What this does, is drive downloads to volumes 1 and 2, and gives readers a week to read 1 and 2, then come back with an interest in volumes 3 and for, which they find are on sale for .99c and so scoop them up. A week later, they have read 3 and 4, and come back looking for 5 and 6, and just buy them at full price because after reading the first 4 volumes, now they are hooked and want to read the rest of the set, and often will buy volumes 5, 6, 7, 8, 9, and 10 all at once.
I've found this to be the best method of using the Free Days to drive sales to your books.
I don't expect people to buy the first volumes, just because the free days boosted sales rank; instead I expect the people who downloaded the free books, to come back looking to buy the rest of the set.
And you can also only expect 1 sale to result for each 100 downloads. Free promos to paid sale conversion is only 10%, so if you got 100 downloads, you can expect 1 paid sale the following week. Any more then that is going to be a fluke. Say you got about 350 free downloads your first week, that will mean you can reasonably expect to see about 3 paid sales the following week.
With a series/serial/set of books, this multiples, to mean, you'll see those sales across all your books from the set. With slightly fewer sales of each of the final volumes.

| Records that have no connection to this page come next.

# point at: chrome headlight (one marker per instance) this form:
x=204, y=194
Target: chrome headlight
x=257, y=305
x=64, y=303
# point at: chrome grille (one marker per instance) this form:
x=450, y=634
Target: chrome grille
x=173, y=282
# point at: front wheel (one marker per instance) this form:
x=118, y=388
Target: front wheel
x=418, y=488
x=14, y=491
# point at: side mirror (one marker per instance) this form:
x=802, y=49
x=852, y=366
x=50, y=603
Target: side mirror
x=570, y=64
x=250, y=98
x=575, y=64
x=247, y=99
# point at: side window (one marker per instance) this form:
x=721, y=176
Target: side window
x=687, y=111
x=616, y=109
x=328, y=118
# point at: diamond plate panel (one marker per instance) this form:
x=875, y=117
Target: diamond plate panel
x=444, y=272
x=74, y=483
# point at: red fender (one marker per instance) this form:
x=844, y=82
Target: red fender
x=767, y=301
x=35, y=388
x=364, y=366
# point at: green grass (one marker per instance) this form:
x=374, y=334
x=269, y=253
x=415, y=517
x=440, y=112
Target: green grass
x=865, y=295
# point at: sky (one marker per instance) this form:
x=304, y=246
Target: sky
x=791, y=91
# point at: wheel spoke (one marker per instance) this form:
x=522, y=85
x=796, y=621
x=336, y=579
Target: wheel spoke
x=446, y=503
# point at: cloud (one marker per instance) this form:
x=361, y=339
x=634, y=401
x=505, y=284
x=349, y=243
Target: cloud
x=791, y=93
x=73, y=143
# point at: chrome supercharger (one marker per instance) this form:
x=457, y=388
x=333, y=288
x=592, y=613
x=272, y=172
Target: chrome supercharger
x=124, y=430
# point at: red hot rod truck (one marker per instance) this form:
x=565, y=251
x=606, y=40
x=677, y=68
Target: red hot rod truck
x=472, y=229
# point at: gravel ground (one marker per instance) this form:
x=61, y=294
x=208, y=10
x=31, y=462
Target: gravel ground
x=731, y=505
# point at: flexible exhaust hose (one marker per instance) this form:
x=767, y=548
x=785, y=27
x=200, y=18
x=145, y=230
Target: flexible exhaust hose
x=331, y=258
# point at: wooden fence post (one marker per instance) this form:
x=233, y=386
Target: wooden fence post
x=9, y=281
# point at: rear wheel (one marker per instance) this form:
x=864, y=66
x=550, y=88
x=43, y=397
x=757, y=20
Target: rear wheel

In other words, had this been volume 1 of a 5 volume set, I would have seen something like this happen:
Volume 1 gets 350 free downloads.
Volume 2 gets 4 sales
Volume 3 gets 3 sales
Volume 4 gets 2 sales
Volume 5 gets 1 sale
This is why you see so many (KDP) authors who promote writing a series and then setting Volume 1 up as perma-free and then do free days on Volume 2 and Count down Deals on Volumes 3 and 4, never doing any free days or sales on final volumes. This is the method which has worked well or many authors, thus why it is recommended by so many of them. and it works in both fiction and non-fiction, because it is playing on, getting your reader hooked and coming back for more.
I like Select. I have books published all over the place, but the 170+ that I have on KDP are on Amazon exclusively, via Select and have been since 2010 - I was doing this method long before Kindle Unlimited came out, and I did not change my methods for KU. Because my books were already in Select, they got rolled over into KU, and now I borrows to consider. I'm not sure if KU is a longterm thing, so at the moment I'm not making plans around it.

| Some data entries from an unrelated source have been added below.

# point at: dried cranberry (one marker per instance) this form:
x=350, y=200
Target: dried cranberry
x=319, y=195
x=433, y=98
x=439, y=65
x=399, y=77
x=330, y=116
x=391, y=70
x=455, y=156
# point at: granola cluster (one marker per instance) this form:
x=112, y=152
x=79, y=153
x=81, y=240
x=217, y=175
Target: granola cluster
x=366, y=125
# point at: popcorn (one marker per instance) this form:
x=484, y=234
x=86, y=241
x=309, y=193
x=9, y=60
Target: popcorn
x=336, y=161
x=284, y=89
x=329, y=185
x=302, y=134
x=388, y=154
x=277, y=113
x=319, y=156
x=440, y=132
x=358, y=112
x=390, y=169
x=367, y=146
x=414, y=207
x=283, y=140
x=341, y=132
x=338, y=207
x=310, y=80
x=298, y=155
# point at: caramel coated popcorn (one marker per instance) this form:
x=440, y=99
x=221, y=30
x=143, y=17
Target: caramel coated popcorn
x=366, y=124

But since KU came out that chart above, now looks something like this:
Volume 1 gets 350 free downloads.
Volume 2 gets 4 sales and 12 borrows
Volume 3 gets 3 sales and 9 borrows
Volume 4 gets 2 sales and 6 borrows
Volume 5 gets 1 sale and 3 borrows
I'm not sure what to think about that, other then, it's a dramatic increase of my income and, oddly, the addition of the borrows did not negatively impact the amount of sales I can expect after Free Days. And I see this trend in both my fiction and my non-fiction. Both do really well in KU. So, getting KU borrows is another aspect to consider with Select (you don't get the borrows if you're not in Select.)

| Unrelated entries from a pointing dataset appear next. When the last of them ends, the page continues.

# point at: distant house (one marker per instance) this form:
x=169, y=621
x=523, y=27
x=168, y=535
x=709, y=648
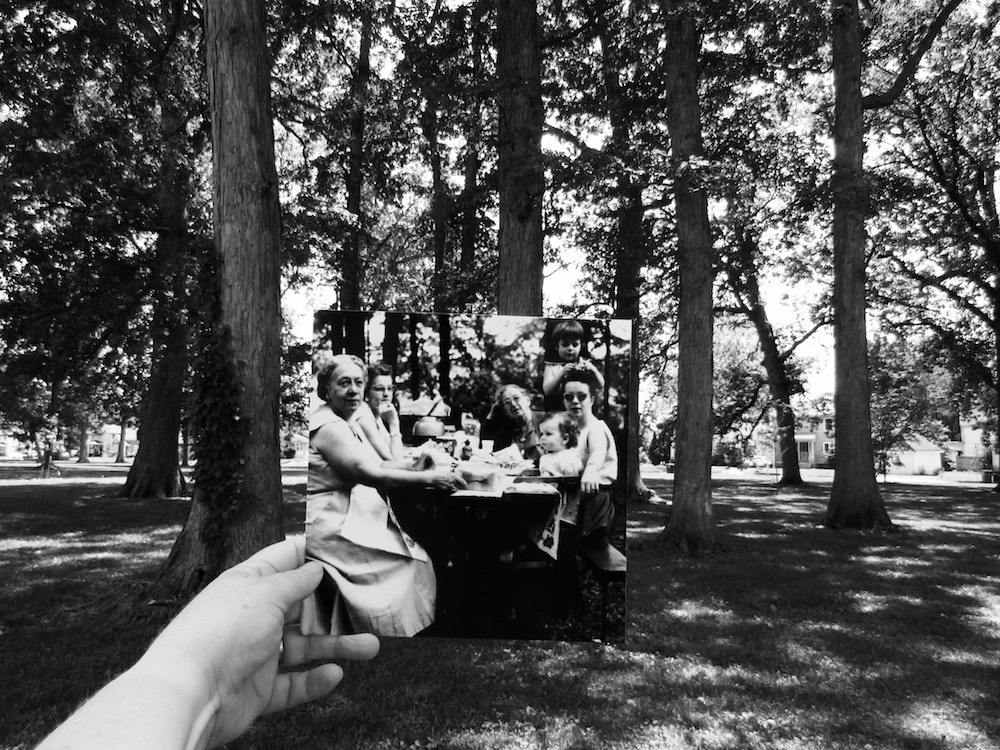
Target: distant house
x=920, y=456
x=11, y=449
x=968, y=453
x=104, y=442
x=814, y=442
x=816, y=446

Again, this is just what I've seen with my own books. I suspect genre plays a role here as well (I write Monster Porn, Bizarro, and Weird Tales, and my non-fiction is VERY autobiographical dealing with first person experience on topics I know extremely well: Homelessness; being an Adult with Autism; being transgendered; my culture and it's traditions; etc.), and I don't know if authors of other genres/topics have these same results with their books or not, so your results could be different.